Da quando è così bello quando dorme?

Mi sporgo verso di lui, con le labbra sfioro la sua fronte. Lo bacio lì, sopra, in mezzo, prima di dargli un piccolo buffetto sulla guancia, che lo fa mugugnare ad alta voce, girandosi dall'altra parte, dandomi la schiena. 

Sono ancora un po' dolorante, ma ho bisogno di schiarirmi le idee.

Stanno succedendo così tante cose in poco tempo, che non sono sicuro di essere riuscito ad elaborarle tutte assieme. So che sono arrivato a un punto di non ritorno, in cui ho preso consapevolezza di me stesso, e di ciò che voglio da questa promessa, però ho paura.

E se si sgretolasse tutto tra le mie mani?

Forse, non sono ancora in grado di avere a che fare con l'amore.

Non sono abbastanza per Win?

Mi chiudo la porta della camera da letto alle spalle, con gli stivali da equitazione mi dirigo verso il piano inferiore.

Probabilmente, non c'è quasi nessuno in giro. La maggior parte dei servitori è rinchiusa in cucina a prepararsi per la colazione, oltre che per sgranocchiare qualcosa prima dell'inizio dell'orario di lavoro.

Mi avvicino alla porta socchiusa, da cui esce il profumo delizioso che... mi mancava.

Ho trascorso qui la maggior parte della mia vita, per anni sono stato nelle cucine a far compagnia alle domestiche. 

Adesso, è strano risvegliarsi al mattino in un altro letto, senza che nessuno ti serva la colazione, davanti a un piatto di porridge che ti sforna qualcun altro.

«Elizabeth?»

Si sporge oltre al frigorifero, accennando un sorriso dolce.
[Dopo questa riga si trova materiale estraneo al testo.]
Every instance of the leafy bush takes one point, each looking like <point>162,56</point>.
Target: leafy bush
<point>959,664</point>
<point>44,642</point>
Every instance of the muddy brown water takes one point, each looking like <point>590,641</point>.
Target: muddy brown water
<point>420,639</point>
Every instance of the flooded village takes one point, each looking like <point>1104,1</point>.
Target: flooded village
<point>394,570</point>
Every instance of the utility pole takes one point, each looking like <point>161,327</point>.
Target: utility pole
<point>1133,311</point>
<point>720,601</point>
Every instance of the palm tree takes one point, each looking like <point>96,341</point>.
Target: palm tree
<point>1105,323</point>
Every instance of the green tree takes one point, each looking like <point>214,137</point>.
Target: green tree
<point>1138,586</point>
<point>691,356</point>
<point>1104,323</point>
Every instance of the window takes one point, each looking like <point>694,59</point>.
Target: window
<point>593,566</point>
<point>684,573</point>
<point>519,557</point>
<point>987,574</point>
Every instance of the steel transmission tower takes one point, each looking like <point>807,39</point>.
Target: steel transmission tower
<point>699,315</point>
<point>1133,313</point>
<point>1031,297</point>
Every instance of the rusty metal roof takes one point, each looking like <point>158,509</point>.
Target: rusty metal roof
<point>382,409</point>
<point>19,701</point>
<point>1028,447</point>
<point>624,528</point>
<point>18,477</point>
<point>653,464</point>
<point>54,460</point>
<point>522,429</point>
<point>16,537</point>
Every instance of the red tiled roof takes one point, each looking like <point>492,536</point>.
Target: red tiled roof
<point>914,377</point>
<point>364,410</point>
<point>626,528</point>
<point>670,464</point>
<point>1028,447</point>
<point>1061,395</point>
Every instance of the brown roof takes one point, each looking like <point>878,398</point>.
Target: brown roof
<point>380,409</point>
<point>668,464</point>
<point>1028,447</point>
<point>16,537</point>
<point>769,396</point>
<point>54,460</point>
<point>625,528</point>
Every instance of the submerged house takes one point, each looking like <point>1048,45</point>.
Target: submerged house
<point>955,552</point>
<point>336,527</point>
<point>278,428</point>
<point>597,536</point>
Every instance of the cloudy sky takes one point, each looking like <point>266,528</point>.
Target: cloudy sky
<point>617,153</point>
È la mia domestica preferita, che mi ha tenuto sotto controllo fin quando non ho compiuto la maggiore età. Era lei a prendersi cura dei miei pasti, dell'allenamento con il tutor che veniva a farmi lezioni private, a comprare in anticipo i libri per me prima dell'inizio dell'anno scolastico.

Bassina e magra, con i capelli scuri. Gli occhi sono a mandorla, la pelle è luminosa, nonostante abbia superato la soglia dei quarant'anni, la trovo una donna meravigliosa, che mi dà un senso di casa e affetto non indifferente.

«Sei da sola?»

Annuisce.

«Gli altri non si sono ancora svegliati?»

Mi siedo sullo sgabello basso, davanti al bancone, per infilarmi gli stivali.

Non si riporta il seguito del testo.